Xiao Zhen is the top scorer in the C City high school entrance examination, and his father, "Wangyou," is the mayor of C City.
C City is currently undergoing road construction. There are $2n$ residential areas and $m$ roads in C City. Each road connects two residential areas $u$ and $v$, satisfying $1 \le u \le n$ and $n+1 \le v \le 2n$. Now, C City needs to select some roads for maintenance; roads under maintenance cannot be used for travel. The citizens of C City believe that if a residential area cannot reach other areas via accessible roads, life in that area is very boring, and they will vent their anger online at Wangyou, causing his son, Xiao Zhen, to lose face. The citizens also believe that if, after road maintenance begins, a residential area is directly connected to more than $k$ roads that are not under maintenance, that area will become too noisy, and they will again vent their anger online at Wangyou, causing Xiao Zhen to lose face. Furthermore, if citizens from a residential area can return to their own area by traveling along a path of non-repeating roads, they will become confused, and they will once again vent their anger online at Wangyou, causing Xiao Zhen to lose face. To facilitate the management of citizens, Wangyou hopes to divide the citizens into as many groups as possible such that citizens in different groups cannot reach each other via accessible roads.
Xiao Zhen discovered that the scenery of each road is unique, and the scenery of the $i$-th road can be described by a positive integer $w_i$. Since Xiao Zhen has a private jet, he can ignore the roads and reach any vertex directly, but if a road is under maintenance, Xiao Zhen cannot enjoy the scenery on that road. He wants to maximize the total scenery value of the roads that are not under maintenance. Of course, he cannot disobey his father's wishes, and he does not want to lose face. Now, Xiao Zhen has come to you, hoping you can help him calculate the maximum possible total scenery value of the roads not under maintenance.
Input
The first line contains three positive integers $n$, $m$, and $k$.

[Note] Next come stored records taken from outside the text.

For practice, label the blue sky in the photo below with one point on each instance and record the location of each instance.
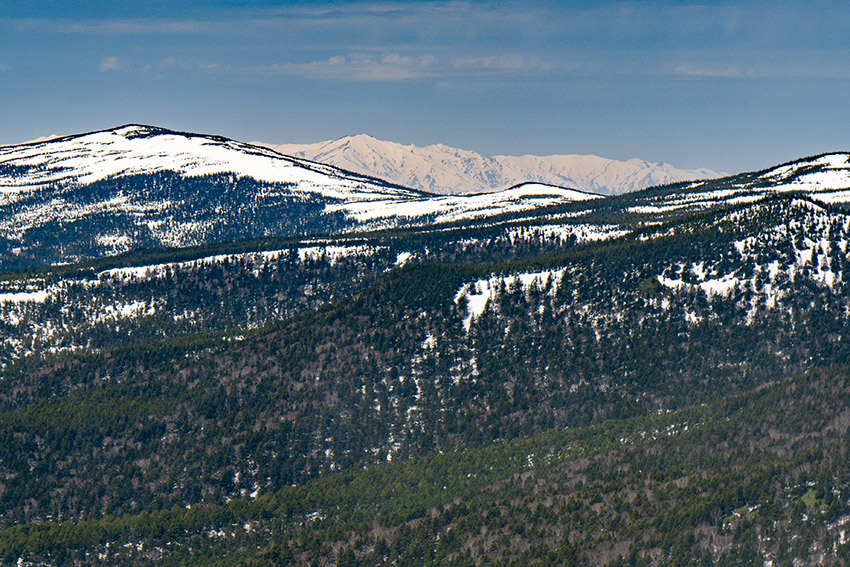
(728, 85)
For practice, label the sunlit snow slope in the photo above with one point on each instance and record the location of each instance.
(442, 169)
(132, 186)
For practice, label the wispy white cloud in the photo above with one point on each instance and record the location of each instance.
(711, 71)
(510, 63)
(357, 67)
(119, 27)
(110, 63)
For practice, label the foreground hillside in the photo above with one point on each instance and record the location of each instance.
(649, 379)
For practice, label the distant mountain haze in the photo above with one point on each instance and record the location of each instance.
(445, 170)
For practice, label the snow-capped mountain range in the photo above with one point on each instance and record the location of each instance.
(138, 185)
(442, 169)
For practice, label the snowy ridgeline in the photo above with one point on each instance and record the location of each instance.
(759, 269)
(825, 179)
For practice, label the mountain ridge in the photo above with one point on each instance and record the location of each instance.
(439, 168)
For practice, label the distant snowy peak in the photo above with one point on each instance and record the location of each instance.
(442, 169)
(137, 150)
(139, 186)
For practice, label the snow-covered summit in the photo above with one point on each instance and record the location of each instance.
(442, 169)
(137, 149)
(105, 192)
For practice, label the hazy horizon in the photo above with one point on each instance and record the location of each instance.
(730, 86)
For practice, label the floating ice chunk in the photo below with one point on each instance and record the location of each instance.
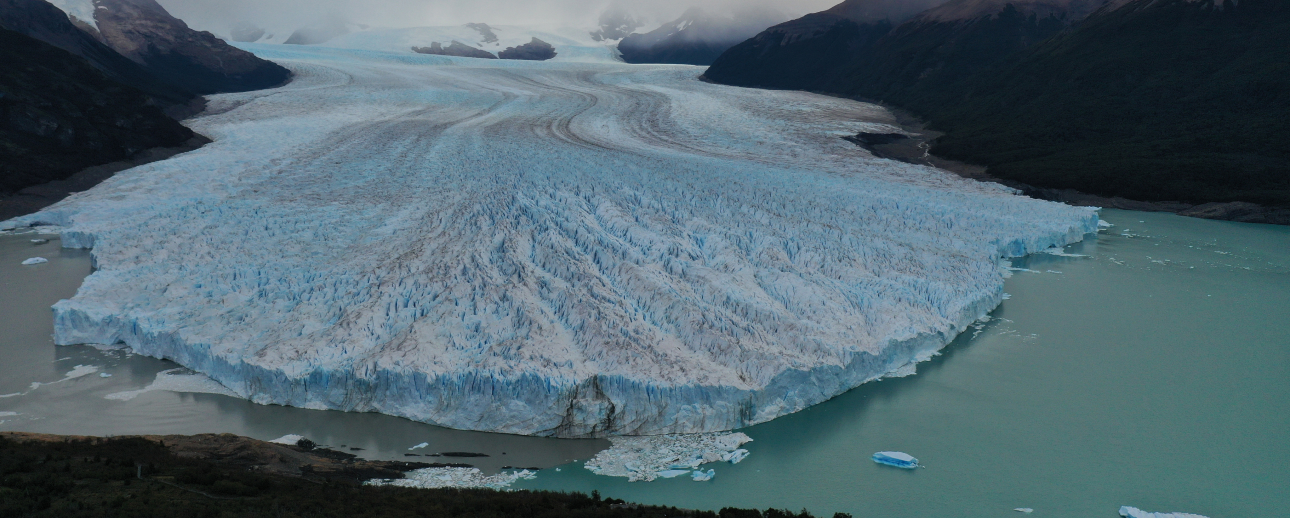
(644, 458)
(454, 477)
(78, 371)
(1061, 253)
(289, 440)
(1128, 512)
(735, 456)
(176, 380)
(701, 476)
(904, 371)
(895, 459)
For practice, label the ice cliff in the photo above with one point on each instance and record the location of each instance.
(554, 249)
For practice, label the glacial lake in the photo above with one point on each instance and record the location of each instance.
(1150, 367)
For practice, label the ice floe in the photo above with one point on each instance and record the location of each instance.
(552, 249)
(649, 458)
(1129, 512)
(176, 380)
(454, 477)
(897, 459)
(290, 440)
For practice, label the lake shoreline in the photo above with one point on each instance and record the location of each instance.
(915, 150)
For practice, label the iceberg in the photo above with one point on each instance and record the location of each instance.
(289, 440)
(895, 459)
(563, 249)
(649, 458)
(454, 477)
(1128, 512)
(735, 456)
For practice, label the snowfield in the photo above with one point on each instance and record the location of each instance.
(561, 249)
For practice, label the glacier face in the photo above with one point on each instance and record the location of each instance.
(555, 249)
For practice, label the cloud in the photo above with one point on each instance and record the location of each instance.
(218, 16)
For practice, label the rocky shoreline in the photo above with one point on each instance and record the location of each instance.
(36, 197)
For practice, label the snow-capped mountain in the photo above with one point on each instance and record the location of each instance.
(695, 38)
(45, 22)
(615, 23)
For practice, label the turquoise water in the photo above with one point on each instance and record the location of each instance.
(1152, 373)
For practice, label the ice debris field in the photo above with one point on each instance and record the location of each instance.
(574, 248)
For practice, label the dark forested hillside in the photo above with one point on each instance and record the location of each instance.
(1150, 99)
(56, 477)
(697, 38)
(59, 115)
(1162, 99)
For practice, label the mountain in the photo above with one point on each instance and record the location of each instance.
(615, 23)
(1160, 101)
(695, 38)
(1075, 94)
(44, 22)
(880, 48)
(199, 62)
(58, 115)
(319, 32)
(247, 32)
(457, 48)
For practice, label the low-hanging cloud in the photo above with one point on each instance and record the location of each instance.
(288, 14)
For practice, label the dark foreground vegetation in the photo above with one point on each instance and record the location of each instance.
(48, 476)
(1157, 101)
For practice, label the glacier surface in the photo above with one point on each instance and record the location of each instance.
(570, 249)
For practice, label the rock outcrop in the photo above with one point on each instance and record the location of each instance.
(532, 50)
(457, 48)
(199, 62)
(59, 115)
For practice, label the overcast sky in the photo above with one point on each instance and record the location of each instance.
(288, 14)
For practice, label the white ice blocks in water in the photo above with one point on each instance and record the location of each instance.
(550, 249)
(1128, 512)
(666, 456)
(897, 459)
(454, 477)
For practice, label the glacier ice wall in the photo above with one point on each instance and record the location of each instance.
(554, 249)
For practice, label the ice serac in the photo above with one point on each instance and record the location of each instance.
(539, 248)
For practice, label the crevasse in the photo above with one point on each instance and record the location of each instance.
(554, 249)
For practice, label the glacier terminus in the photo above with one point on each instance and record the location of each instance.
(573, 248)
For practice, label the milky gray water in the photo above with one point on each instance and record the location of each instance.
(1155, 371)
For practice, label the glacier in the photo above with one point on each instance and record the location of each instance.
(575, 248)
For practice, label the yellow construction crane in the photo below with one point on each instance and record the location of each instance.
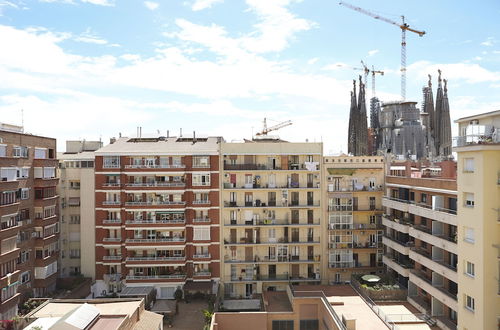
(404, 27)
(366, 71)
(266, 129)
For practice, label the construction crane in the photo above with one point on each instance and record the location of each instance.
(404, 27)
(366, 72)
(266, 129)
(374, 72)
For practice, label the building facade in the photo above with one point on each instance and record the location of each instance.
(157, 213)
(77, 193)
(478, 150)
(421, 236)
(29, 215)
(353, 211)
(271, 215)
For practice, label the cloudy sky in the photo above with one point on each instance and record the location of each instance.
(93, 68)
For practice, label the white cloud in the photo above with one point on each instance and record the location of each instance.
(488, 42)
(151, 5)
(204, 4)
(94, 2)
(469, 72)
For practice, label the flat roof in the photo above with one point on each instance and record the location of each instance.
(481, 115)
(165, 146)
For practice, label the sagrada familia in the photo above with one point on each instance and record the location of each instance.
(399, 127)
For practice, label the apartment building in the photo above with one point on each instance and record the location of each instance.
(478, 150)
(421, 235)
(29, 215)
(353, 209)
(271, 215)
(77, 193)
(157, 213)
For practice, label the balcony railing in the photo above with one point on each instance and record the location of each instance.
(156, 184)
(111, 203)
(155, 166)
(155, 277)
(197, 220)
(111, 221)
(155, 221)
(111, 239)
(156, 240)
(112, 257)
(135, 203)
(201, 256)
(153, 258)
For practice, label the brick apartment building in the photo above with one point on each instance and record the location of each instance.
(421, 235)
(29, 231)
(157, 213)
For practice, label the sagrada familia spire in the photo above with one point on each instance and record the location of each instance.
(358, 127)
(400, 128)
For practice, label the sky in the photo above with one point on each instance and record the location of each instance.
(92, 69)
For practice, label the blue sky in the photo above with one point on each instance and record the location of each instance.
(93, 68)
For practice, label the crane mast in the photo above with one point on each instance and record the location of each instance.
(404, 27)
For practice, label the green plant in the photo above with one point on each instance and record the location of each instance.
(178, 294)
(208, 315)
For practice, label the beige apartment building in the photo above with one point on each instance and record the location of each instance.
(421, 236)
(271, 215)
(352, 213)
(77, 193)
(478, 150)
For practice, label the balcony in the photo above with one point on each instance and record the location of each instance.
(422, 233)
(112, 221)
(156, 184)
(396, 203)
(111, 203)
(202, 201)
(154, 166)
(401, 268)
(400, 225)
(112, 258)
(201, 220)
(400, 246)
(202, 256)
(153, 241)
(156, 221)
(421, 280)
(154, 203)
(423, 257)
(157, 278)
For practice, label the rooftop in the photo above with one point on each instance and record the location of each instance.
(162, 146)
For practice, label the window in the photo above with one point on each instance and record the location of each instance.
(201, 161)
(309, 325)
(282, 324)
(25, 193)
(469, 303)
(201, 233)
(468, 165)
(40, 153)
(469, 199)
(20, 152)
(8, 173)
(469, 235)
(201, 179)
(111, 161)
(469, 270)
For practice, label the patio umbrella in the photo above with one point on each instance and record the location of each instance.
(370, 278)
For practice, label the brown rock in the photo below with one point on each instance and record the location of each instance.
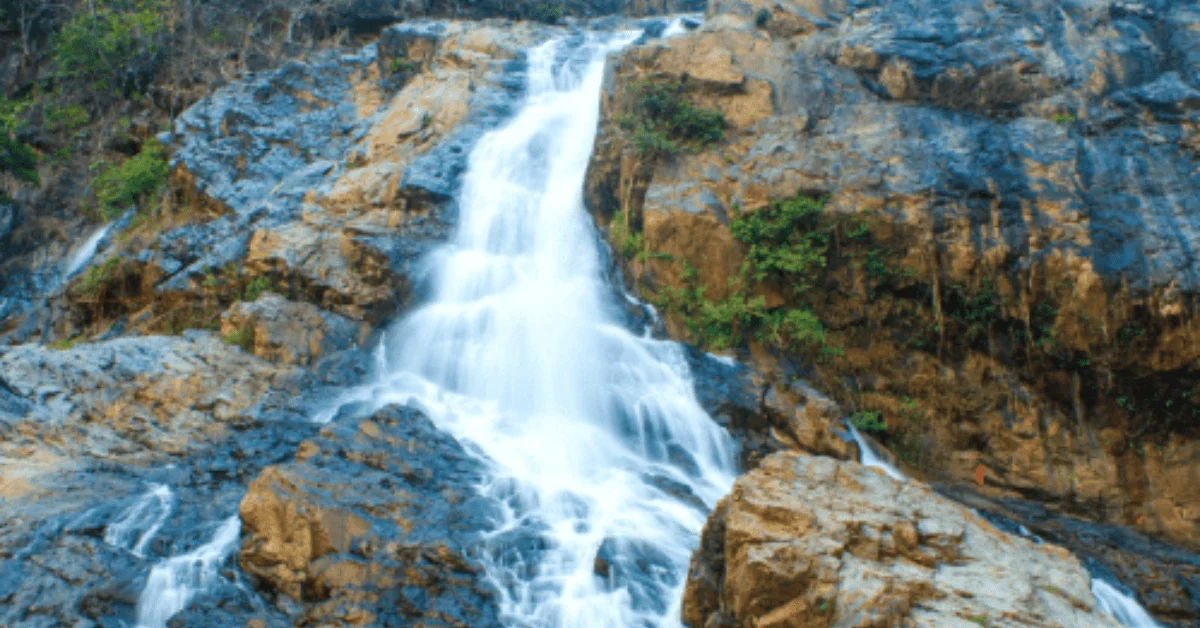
(289, 332)
(805, 542)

The following $m$ lines each contain three positive integers $u_i, v_i, w_i$, where $1 \le u_i \le n$ and $n+1 \le v_i \le 2n$, representing an edge connecting the $u_i$-th and $v_i$-th residential areas with a scenery value of $w_i$.
The input data guarantees that there is at most one road between any two residential areas.
Output
A single line containing two positive integers, representing the number of roads under maintenance and the maximum total scenery value.
If Xiao Zhen loses face regardless of which roads are chosen for maintenance, output "FACELESS" (without quotes).
Examples
Input 1
3 5 2 1 4 1 1 5 2 1 6 3 2 4 4 2 5 5
Output 1
FACELESS
Input 2
3 4 2 1 4 1 2 4 2 3 5 3 3 6 4
Output 2
0 10
Subtasks
The evaluation uses a subtask system. To receive points for a subtask, you must pass all data for that subtask.
Subtask 1 [8pts]: $n \le 10$, $m \le 20$
Subtask 2 [30pts]: $k = 2$
Subtask 3 [30pts]: $k = n$
Subtask 4 [32pts]: No special conditions
In all the above subtasks, $1 \le k \le n \le 100$, $1 \le m \le 2000$, $0 \le w \le 10000$.